Конечно, ей почему-то хотелось обратить моё внимание на этот факт, но я был зациклен на Коловратове и пропустил её сообщение мимо ушей. А сотрудница не стала возвращаться к этой теме ещё раз.
Вскоре подошла бывшая заведующая. Звали её Нина Петровна. Мы уединились в кабинете — длинном, больше похожем на коридор. Видя мое недоумение, Нина Петровна, не зная, что я уже осведомлён о пожаре, рассказала мне эту историю ещё раз, пояснив, что кабинеты сгорели и сотрудники вынуждены ютиться по бывшим кладовкам.
Потом мы поговорили о Коловратове.
— К Коловратову наши сотрудники стали проявлять интерес в середине семидесятых, — сказала Нина Петровна.
— А до этого?
— До этого он не был заметен. Конечно, он — орденоносец, воевал в Севастополе и Сталинграде. Но в то время ветераны войны были ещё молоды, было их много, и всё это было в порядке вещей.
— А что подтолкнуло вас…
Моя собеседница не дала мне закончить вопрос.
— В областной газете появилась статья о Коловратове, в которой он рассказывал об участии в спецоперациях в Белоруссии.
— И вы…
— И мы не могли пройти мимо. Но когда мы стали изучать его биографию детально, у нас выявилось много нестыковок…

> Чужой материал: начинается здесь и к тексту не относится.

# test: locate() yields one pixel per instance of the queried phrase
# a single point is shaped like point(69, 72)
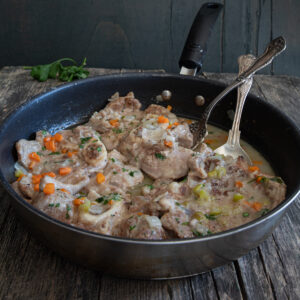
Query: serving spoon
point(232, 147)
point(199, 128)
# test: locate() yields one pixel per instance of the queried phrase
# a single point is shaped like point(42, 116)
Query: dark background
point(146, 34)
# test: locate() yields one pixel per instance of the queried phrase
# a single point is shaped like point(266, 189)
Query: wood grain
point(29, 270)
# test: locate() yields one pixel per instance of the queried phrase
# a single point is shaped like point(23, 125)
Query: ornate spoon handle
point(274, 48)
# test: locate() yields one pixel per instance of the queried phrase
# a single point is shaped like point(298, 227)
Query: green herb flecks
point(67, 213)
point(57, 70)
point(105, 199)
point(160, 156)
point(54, 153)
point(117, 130)
point(132, 227)
point(264, 211)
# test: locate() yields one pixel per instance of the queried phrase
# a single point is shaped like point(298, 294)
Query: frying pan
point(73, 103)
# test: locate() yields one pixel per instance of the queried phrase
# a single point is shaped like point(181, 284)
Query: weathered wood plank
point(267, 272)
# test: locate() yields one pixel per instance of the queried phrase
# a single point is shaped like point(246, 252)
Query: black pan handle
point(196, 44)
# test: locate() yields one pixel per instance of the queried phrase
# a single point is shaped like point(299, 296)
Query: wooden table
point(29, 270)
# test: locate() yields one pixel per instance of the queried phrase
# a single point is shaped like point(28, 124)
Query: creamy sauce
point(217, 137)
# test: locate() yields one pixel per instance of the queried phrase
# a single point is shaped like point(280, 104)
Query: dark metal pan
point(73, 103)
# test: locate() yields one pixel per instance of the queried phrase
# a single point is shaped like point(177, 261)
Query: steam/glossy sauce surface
point(131, 173)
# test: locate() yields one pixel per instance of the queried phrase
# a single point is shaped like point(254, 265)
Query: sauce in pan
point(131, 173)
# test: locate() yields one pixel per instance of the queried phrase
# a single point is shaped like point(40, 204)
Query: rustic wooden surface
point(29, 270)
point(144, 34)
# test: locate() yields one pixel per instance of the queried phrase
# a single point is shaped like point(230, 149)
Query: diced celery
point(237, 197)
point(212, 174)
point(203, 195)
point(197, 189)
point(221, 171)
point(85, 206)
point(18, 173)
point(198, 215)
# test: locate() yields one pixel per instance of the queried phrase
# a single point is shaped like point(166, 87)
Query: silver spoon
point(232, 147)
point(199, 129)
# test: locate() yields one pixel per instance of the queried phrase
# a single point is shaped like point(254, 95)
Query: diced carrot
point(253, 168)
point(47, 139)
point(168, 144)
point(65, 171)
point(162, 120)
point(20, 177)
point(70, 154)
point(257, 206)
point(58, 137)
point(78, 201)
point(114, 123)
point(36, 178)
point(34, 156)
point(100, 178)
point(49, 188)
point(31, 165)
point(52, 146)
point(239, 184)
point(258, 179)
point(51, 174)
point(208, 141)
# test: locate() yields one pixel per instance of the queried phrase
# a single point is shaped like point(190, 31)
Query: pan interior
point(262, 125)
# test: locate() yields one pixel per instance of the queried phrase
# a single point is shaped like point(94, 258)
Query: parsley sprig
point(57, 70)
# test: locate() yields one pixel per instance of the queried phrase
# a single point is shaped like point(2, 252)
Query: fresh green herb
point(117, 130)
point(210, 216)
point(277, 179)
point(67, 213)
point(56, 69)
point(150, 186)
point(160, 156)
point(132, 227)
point(264, 211)
point(54, 153)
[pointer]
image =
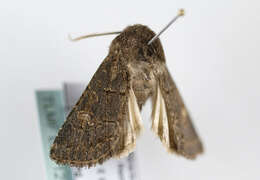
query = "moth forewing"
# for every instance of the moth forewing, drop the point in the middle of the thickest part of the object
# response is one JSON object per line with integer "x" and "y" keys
{"x": 106, "y": 120}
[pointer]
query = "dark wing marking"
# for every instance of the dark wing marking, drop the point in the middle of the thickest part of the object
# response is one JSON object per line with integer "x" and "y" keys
{"x": 98, "y": 126}
{"x": 171, "y": 120}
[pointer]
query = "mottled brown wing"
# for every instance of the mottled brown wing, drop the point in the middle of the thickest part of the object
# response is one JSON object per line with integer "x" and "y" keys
{"x": 96, "y": 129}
{"x": 171, "y": 120}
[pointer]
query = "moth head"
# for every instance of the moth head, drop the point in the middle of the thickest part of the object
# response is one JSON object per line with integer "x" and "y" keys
{"x": 132, "y": 43}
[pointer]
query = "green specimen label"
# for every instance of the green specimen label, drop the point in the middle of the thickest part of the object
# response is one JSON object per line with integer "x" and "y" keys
{"x": 51, "y": 118}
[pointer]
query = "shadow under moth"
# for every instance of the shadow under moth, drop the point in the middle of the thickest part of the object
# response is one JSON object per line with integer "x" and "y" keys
{"x": 106, "y": 121}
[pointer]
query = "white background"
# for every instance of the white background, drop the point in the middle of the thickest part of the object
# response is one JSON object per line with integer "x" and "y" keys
{"x": 213, "y": 54}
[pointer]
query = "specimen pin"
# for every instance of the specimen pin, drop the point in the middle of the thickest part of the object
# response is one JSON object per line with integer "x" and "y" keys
{"x": 181, "y": 13}
{"x": 93, "y": 35}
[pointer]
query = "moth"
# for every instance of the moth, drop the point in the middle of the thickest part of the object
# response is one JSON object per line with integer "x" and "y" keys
{"x": 106, "y": 120}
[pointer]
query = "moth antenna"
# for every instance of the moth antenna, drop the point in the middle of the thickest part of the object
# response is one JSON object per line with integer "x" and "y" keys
{"x": 181, "y": 13}
{"x": 93, "y": 35}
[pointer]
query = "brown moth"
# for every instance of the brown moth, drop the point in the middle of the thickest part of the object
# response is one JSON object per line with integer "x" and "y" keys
{"x": 106, "y": 120}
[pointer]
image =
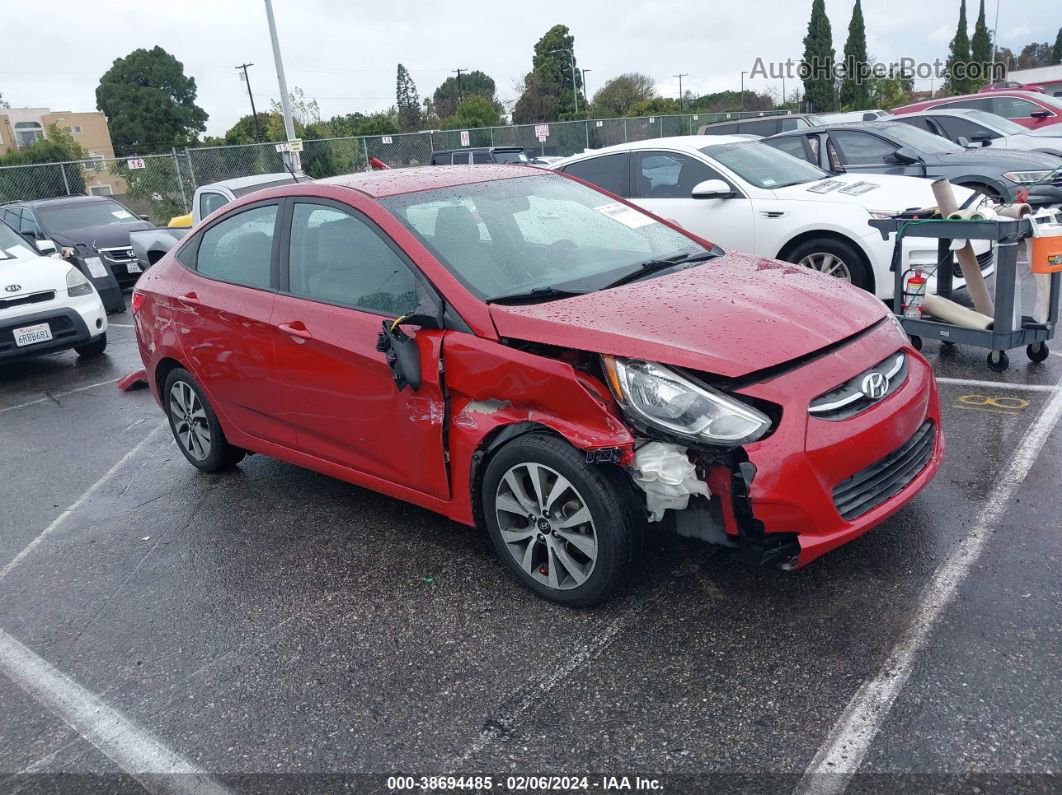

И чем глубже мы вдавались в детали, тем было непонятней, то ли Богомолов писал книгу после рассказов Коловратова, то ли Коловратов внимательно читал Богомолова.
— В чём это выразилось?
— Он всё время использовал несколько ключевых фраз книги. Например, «и стреляли мы их, пока не поумнели». Или часто говорил о том, что «стрелял диверсантам в коленную чашечку».